Global Equity Funds See Net Inflows for Third Consecutive Week as Investors Buy the Dip in Tech Stocks
Claire Weston
In the week to June 10, global equity funds drew a net $3.2 billion — a third consecutive week of inflows but an 85% drop from the prior week's $21.1 billion. Tech funds' ten-week inflow streak versus emerging markets' seven-week outflow streak maps the clearest trade-off in global capital right now: AI conviction over EM risk.
Equity inflows continued — so why did the pace collapse?
Net inflows hit $3.2 billion, down from $21.1 billion the week before — a roughly 85% drop.
This means → buyers are still present, but the big "buy-the-dip" money already moved in over the prior two weeks; what remains is cautious.
The MSCI World Index had fallen as much as 4.8% from its all-time high of 1,138.3. It has since rebounded about 2.3%, partly on hopes of potential Iran–U.S. talks.
Why have tech funds attracted money for ten straight weeks?
Tech funds pulled in $7.05 billion in the week, extending their streak to ten consecutive weeks of net inflows.
In plain terms = when the market dipped, capital didn't flee tech — it bought more. The bet: the AI-driven rally still has room to run.
UBS Global Wealth Management CIO Mark Haefele said: "For investors who may be underweight the AI supply chain, selectively adding on weakness may be reasonable — underlying indicators of AI demand remain fairly strong."
Financials and industrials also drew inflows of $624 million and $545 million respectively, but at a fraction of tech's scale.
Which regions are gaining capital, and which are losing it?
European equity funds took in $6.74 billion; Asian equity funds, $6.37 billion — both firmly positive.
U.S. equity funds posted a net $12.57 billion outflow, turning negative for the first time in three weeks.
This means → global capital is not "all-in on the U.S." — it is rotating toward Europe and Asia.

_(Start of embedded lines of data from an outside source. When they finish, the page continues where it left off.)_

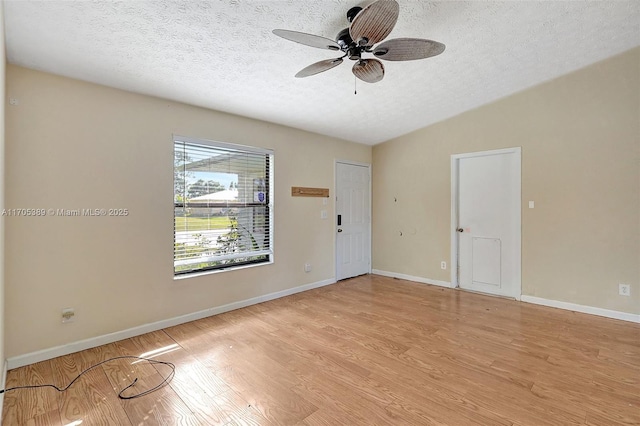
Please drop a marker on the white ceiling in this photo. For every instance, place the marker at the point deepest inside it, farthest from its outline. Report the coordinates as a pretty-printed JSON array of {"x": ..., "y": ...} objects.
[{"x": 221, "y": 54}]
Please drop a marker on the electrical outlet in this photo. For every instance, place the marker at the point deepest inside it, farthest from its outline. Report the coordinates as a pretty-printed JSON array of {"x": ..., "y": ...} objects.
[
  {"x": 68, "y": 315},
  {"x": 624, "y": 289}
]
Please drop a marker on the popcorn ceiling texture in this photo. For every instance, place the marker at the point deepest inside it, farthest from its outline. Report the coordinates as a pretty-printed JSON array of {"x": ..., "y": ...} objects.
[{"x": 222, "y": 55}]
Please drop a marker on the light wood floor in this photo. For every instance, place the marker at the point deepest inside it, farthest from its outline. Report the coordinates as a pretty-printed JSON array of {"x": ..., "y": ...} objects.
[{"x": 366, "y": 351}]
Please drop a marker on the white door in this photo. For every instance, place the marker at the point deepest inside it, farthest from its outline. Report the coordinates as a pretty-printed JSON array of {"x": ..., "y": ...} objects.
[
  {"x": 487, "y": 226},
  {"x": 353, "y": 220}
]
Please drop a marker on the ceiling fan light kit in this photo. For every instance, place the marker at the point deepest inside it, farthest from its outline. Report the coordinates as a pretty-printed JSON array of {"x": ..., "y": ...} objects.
[{"x": 367, "y": 27}]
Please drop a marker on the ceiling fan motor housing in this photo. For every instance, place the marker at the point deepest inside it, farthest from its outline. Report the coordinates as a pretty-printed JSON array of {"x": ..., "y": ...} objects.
[{"x": 351, "y": 13}]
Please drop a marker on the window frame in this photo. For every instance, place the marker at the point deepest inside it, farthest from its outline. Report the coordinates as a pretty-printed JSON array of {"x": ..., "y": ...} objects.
[{"x": 269, "y": 205}]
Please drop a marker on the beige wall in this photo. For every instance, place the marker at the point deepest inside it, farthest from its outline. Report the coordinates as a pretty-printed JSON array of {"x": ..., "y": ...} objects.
[
  {"x": 3, "y": 61},
  {"x": 77, "y": 145},
  {"x": 580, "y": 139}
]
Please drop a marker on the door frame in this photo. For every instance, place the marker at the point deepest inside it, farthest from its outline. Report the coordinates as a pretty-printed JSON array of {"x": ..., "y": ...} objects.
[
  {"x": 455, "y": 165},
  {"x": 335, "y": 211}
]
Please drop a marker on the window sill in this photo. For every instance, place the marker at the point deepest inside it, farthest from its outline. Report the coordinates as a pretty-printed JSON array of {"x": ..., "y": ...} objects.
[{"x": 218, "y": 271}]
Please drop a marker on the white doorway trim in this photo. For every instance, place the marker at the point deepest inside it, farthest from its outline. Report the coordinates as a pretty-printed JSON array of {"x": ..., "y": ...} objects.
[
  {"x": 335, "y": 211},
  {"x": 455, "y": 162}
]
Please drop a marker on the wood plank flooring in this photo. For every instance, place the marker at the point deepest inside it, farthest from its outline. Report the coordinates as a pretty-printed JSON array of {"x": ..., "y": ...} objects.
[{"x": 367, "y": 351}]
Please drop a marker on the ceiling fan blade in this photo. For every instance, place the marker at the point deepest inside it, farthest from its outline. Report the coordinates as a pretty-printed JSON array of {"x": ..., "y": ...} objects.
[
  {"x": 408, "y": 49},
  {"x": 308, "y": 39},
  {"x": 374, "y": 22},
  {"x": 369, "y": 70},
  {"x": 319, "y": 67}
]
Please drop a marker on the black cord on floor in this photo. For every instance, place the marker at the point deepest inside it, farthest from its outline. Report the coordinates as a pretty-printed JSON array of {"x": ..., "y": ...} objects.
[{"x": 166, "y": 380}]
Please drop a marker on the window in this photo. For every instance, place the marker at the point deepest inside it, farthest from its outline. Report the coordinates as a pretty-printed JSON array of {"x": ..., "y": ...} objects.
[{"x": 222, "y": 205}]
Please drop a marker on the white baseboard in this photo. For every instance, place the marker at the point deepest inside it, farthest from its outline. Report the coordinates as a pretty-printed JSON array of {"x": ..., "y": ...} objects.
[
  {"x": 624, "y": 316},
  {"x": 411, "y": 278},
  {"x": 4, "y": 386},
  {"x": 45, "y": 354}
]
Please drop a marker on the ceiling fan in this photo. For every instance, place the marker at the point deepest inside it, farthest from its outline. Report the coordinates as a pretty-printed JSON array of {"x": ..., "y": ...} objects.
[{"x": 367, "y": 27}]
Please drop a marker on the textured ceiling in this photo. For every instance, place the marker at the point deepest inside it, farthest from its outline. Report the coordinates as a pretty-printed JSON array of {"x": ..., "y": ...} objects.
[{"x": 222, "y": 55}]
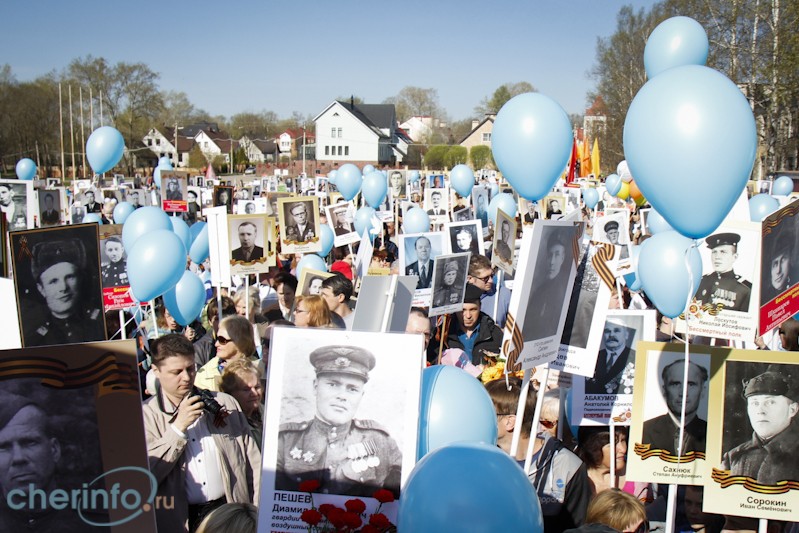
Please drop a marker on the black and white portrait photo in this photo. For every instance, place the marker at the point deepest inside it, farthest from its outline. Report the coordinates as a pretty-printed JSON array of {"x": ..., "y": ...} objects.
[
  {"x": 417, "y": 253},
  {"x": 57, "y": 275},
  {"x": 299, "y": 224},
  {"x": 449, "y": 283},
  {"x": 345, "y": 414},
  {"x": 465, "y": 237},
  {"x": 223, "y": 195}
]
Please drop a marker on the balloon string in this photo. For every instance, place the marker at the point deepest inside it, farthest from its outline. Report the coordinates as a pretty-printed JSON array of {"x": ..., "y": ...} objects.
[{"x": 688, "y": 251}]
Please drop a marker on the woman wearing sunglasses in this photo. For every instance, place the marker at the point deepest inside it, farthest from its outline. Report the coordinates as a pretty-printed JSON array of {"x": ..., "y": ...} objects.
[{"x": 234, "y": 340}]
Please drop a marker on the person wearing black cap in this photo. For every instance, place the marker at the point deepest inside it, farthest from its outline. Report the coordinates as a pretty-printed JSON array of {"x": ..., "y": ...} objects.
[
  {"x": 58, "y": 268},
  {"x": 769, "y": 457},
  {"x": 348, "y": 456},
  {"x": 723, "y": 286}
]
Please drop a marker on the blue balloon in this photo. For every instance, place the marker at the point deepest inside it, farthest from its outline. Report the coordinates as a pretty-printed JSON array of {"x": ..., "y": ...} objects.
[
  {"x": 181, "y": 229},
  {"x": 461, "y": 177},
  {"x": 531, "y": 143},
  {"x": 446, "y": 491},
  {"x": 26, "y": 169},
  {"x": 656, "y": 223},
  {"x": 455, "y": 407},
  {"x": 156, "y": 262},
  {"x": 200, "y": 247},
  {"x": 613, "y": 184},
  {"x": 185, "y": 301},
  {"x": 195, "y": 229},
  {"x": 363, "y": 219},
  {"x": 122, "y": 211},
  {"x": 104, "y": 149},
  {"x": 782, "y": 186},
  {"x": 141, "y": 222},
  {"x": 374, "y": 188},
  {"x": 326, "y": 237},
  {"x": 675, "y": 42},
  {"x": 690, "y": 129},
  {"x": 590, "y": 197},
  {"x": 348, "y": 180},
  {"x": 664, "y": 274},
  {"x": 502, "y": 201},
  {"x": 416, "y": 220},
  {"x": 312, "y": 261},
  {"x": 760, "y": 206}
]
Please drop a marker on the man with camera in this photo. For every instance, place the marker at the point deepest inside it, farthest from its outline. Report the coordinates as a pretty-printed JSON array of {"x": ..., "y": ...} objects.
[{"x": 199, "y": 448}]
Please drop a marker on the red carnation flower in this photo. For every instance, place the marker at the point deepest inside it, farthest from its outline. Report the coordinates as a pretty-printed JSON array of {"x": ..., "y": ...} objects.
[
  {"x": 383, "y": 496},
  {"x": 380, "y": 521},
  {"x": 311, "y": 516},
  {"x": 355, "y": 505},
  {"x": 309, "y": 485}
]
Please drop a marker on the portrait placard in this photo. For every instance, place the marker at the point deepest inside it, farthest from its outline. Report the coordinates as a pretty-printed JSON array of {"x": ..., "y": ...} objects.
[
  {"x": 542, "y": 287},
  {"x": 726, "y": 304},
  {"x": 17, "y": 203},
  {"x": 449, "y": 283},
  {"x": 608, "y": 394},
  {"x": 81, "y": 404},
  {"x": 588, "y": 305},
  {"x": 504, "y": 243},
  {"x": 417, "y": 253},
  {"x": 310, "y": 282},
  {"x": 367, "y": 385},
  {"x": 299, "y": 225},
  {"x": 114, "y": 269},
  {"x": 250, "y": 250},
  {"x": 779, "y": 295},
  {"x": 753, "y": 435},
  {"x": 57, "y": 276},
  {"x": 657, "y": 408}
]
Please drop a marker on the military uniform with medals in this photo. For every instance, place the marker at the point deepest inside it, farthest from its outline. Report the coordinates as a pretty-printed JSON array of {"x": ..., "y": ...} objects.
[{"x": 355, "y": 458}]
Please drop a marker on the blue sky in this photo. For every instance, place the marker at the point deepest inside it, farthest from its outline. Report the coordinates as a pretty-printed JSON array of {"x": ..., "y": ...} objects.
[{"x": 298, "y": 56}]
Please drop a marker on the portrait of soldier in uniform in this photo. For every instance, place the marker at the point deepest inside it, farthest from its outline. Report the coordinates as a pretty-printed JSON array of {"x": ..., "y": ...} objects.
[
  {"x": 347, "y": 455},
  {"x": 58, "y": 286},
  {"x": 114, "y": 271},
  {"x": 723, "y": 286}
]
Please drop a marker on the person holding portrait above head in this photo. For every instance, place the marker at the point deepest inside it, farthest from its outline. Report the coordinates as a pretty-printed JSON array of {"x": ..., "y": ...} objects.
[
  {"x": 50, "y": 216},
  {"x": 435, "y": 200},
  {"x": 612, "y": 234},
  {"x": 615, "y": 363},
  {"x": 16, "y": 215},
  {"x": 448, "y": 292},
  {"x": 423, "y": 266},
  {"x": 302, "y": 230},
  {"x": 346, "y": 455},
  {"x": 663, "y": 432},
  {"x": 248, "y": 251},
  {"x": 724, "y": 286},
  {"x": 769, "y": 457},
  {"x": 201, "y": 459},
  {"x": 59, "y": 270},
  {"x": 503, "y": 250}
]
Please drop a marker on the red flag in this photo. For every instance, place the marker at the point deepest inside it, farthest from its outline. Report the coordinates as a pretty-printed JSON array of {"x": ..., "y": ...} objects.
[{"x": 572, "y": 163}]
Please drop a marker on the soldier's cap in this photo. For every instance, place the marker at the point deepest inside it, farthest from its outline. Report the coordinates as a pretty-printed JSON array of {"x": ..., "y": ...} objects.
[
  {"x": 10, "y": 405},
  {"x": 451, "y": 266},
  {"x": 350, "y": 360},
  {"x": 720, "y": 239},
  {"x": 47, "y": 254},
  {"x": 771, "y": 382}
]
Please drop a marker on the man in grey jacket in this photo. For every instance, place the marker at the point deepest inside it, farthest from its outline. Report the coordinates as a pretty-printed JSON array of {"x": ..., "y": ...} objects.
[{"x": 201, "y": 458}]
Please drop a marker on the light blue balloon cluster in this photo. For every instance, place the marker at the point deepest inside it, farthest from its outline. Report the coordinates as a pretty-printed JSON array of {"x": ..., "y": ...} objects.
[{"x": 104, "y": 149}]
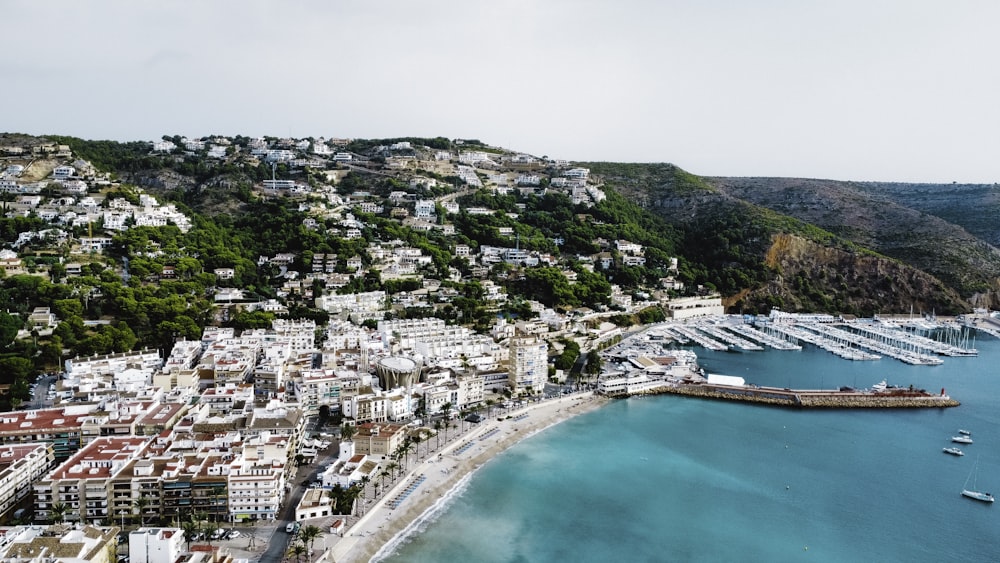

That doesn't contradict tech's streak: tech is a sector call, not a U.S.-market call.
Why does emerging-market money keep leaving?
EM equity funds shed $3.4 billion; EM bond funds lost $944 million — both marking a seventh straight week of outflows.
In plain terms = tech's ten-week inflow streak and EM's seven-week outflow streak are near mirror images. Capital has made a clear choice between "AI certainty" and "EM risk."
The dataset covers 28,937 funds, a sample large enough to reflect the broader trend.
What are bonds and money markets doing?
Global bond funds drew $18.27 billion, their tenth consecutive week of inflows. Short-term bond funds alone attracted $6.7 billion, the largest weekly haul in three weeks.
Money-market funds saw $18.21 billion in net outflows, reversing the prior week's massive $154.64 billion inflow.
This reflects a shift out of the "parking lot" (money markets) and into bonds and equities — risk appetite is rising at the margin.
Gold and precious-metals funds lost $1.86 billion, their fourth straight week of outflows — safe-haven demand is fading.
Content is for reference only, not financial advice.